Executive Vice President of the Production Development Corporation
- In office 15 December 1983 – 4 February 1988
- President: Augusto Pinochet
- Preceded by: Sergio Pérez Hormazábal
- Succeeded by: Guillermo Letelier Skinner

Undersecretary of Public Works
- In office 2 January 1981 – 1984
- President: Augusto Pinochet
- Preceded by: Simón Figueroa Martínez
- Succeeded by: Hernán Abad

Executive President of Codelco
- In office 4 February 1988 – 30 December 1988
- Preceded by: Rolando Ramos Muñoz
- Succeeded by: Patricio Contesse

Personal details
- Born: 1 May 1935 Curepto, Chile
- Spouse(s): Patricia Mutis; Carmen Gloria Bello
- Children: 8
- Alma mater: Bernardo O'Higgins Military School
- Profession: Military officer, Engineer, Academic, Consultant

Military service
- Branch/service: Chilean Army
- Rank: Brigadier General

= Fernando Hormazábal =

Chilean military office

Fernando Alberto Hormazábal Gajardo (born 1 May 1935) is a Chilean military officer, engineer, academic and consultant. He served as a state minister during the military government of General Augusto Pinochet.

== Biography ==
Hormazábal was born in Curepto in 1935, the son of Luis Hormazábal and Rudencia Gajardo. He trained at the Bernardo O'Higgins Military School, where he specialized in armored cavalry. He completed engineering studies and pursued postgraduate training in nuclear physics and defense economics.

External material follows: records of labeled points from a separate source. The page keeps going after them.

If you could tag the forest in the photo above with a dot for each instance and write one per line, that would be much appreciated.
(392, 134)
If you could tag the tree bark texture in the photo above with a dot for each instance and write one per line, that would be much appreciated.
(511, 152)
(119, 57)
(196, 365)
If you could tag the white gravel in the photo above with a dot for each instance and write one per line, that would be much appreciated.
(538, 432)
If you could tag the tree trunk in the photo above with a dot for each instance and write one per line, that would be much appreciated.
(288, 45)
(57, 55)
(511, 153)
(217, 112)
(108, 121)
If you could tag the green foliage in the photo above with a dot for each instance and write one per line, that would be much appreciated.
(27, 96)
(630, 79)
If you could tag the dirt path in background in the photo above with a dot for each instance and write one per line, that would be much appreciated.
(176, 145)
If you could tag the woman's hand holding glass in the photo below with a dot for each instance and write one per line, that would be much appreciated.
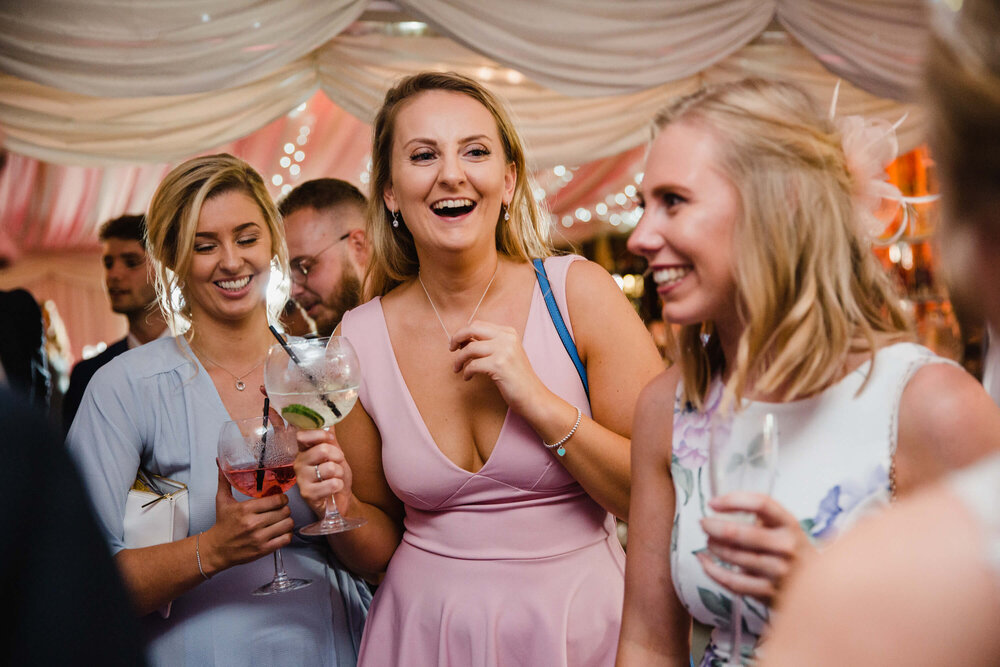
(314, 383)
(754, 543)
(256, 458)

He taught university-level courses in structural mechanics and held the rank of professor.

In 1978 he served as military attaché at the Embassy of Chile in Washington, D.C. He later held advisory responsibilities at the Ministry of Public Works and subsequently became Undersecretary of Public Works between 1981 and 1984.

Hormazábal retired from active military service in 1988 with the rank of brigadier general.

He married Patricia Mutis, with whom he had five children, and later married Carmen Gloria Bello, with whom he had three children.

== Public career ==
From 1983 to 1988 Hormazábal served as Executive Vice President of the Production Development Corporation (CORFO), overseeing policies and administrative processes within the institution.

In 1988 he became president of AFP Cuprum, and later that year was appointed Executive President of Codelco, serving until December 1988.